All I know is, even with the explanations, the vision Yoda had of the tranquil temple will be a bittersweet moment. Barriss is a villain now, and will never be a part of any tranquil Jedi setting. She will never be a part of any group pictures with other Jedi in the heroes corner, she doesn't even get to have a noble death like Fives, Satine, Tarpals, etc. If the traitor had been Fives, or Rex or Aayla Secura, Somebody else would be writing this blog instead of me. There would still be grief and pain. Barriss takes the fall, so that others can be remembered as Heroes in Lucas' vision. She is a tool for a greater agenda, and George made the changes he felt he needed. To quote Eric Goldman of IGN.com: "So Be It".
Please understand, I'm not angry or having another panic spaz out. I'm just putting it in perspective. A lot of you have felt this pain or have sympathized, and I have greatly appreciated it. For me, all of this ties together my feelings about TCW, Star Wars continuity in general and the impact it has had on me. I'm going to be okay. I'm probably a little numb from knowing this journey with TCW is finally over. All the arguments or discussions will become past tense, all resolutions will be speculated upon with anticipation, but not much else will be going on with TCW.
For what it's worth, meeting other fellow fans here on DA has been a blessing. You've helped me cope and kept me sane. I don't want to become one of those angry bitter ex-fans. Seeing other people's art and stories has helped me see Star Wars in a greater light when I have felt alone in my thoughts
Truth be told, I will never be able to fully understand TCW the same way a lot of you enjoy it, and many of you will not fully understand the perception of Star Wars I have had. It boils down to riding that bus with George Lucas all the way with his ideas or being one of the fans who gets off the bus after Episode VI, or Episode III or gets off the bus now that Season 6 is done. New fans will get on board for Rebels and Episode VII, some of us will leave shortly. I have the feeling my stop may be coming soon. I want to ride it for a long time still, I just need to overcome the hurdles, to not be afraid to love Star Wars again.
Season 6 ended as well as could be expected, but I will probably not bring myself to take continuity seriously anymore, the attempts to tie everything to the PT have become rather pointless for me now.
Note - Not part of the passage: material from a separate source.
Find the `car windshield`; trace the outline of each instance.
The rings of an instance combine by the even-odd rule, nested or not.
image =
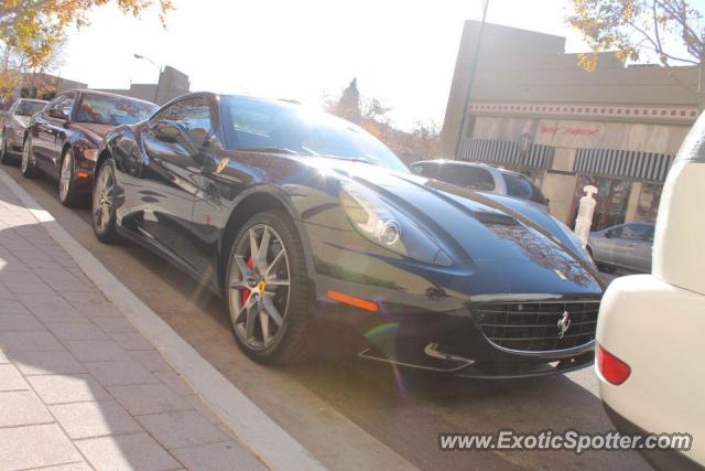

Which is ironic since they are now trying to streamline continuity, they are just now cutting away all the different levels of canon to have ONE ultimate Star Wars canon. Ironic, to finally have ONE official history, and I don't even care anymore because all my attempts to hold onto an official history over the past 30 years have been finally shattered by one episode.
I know some of you would bring comfort, to explain that I will get over the pain, That Barriss Offee and all the charcters of TCW are fictional. She isn't real. And you'd be right. I will move on from the grief at some point. For now, all I can do is say "She's real to me."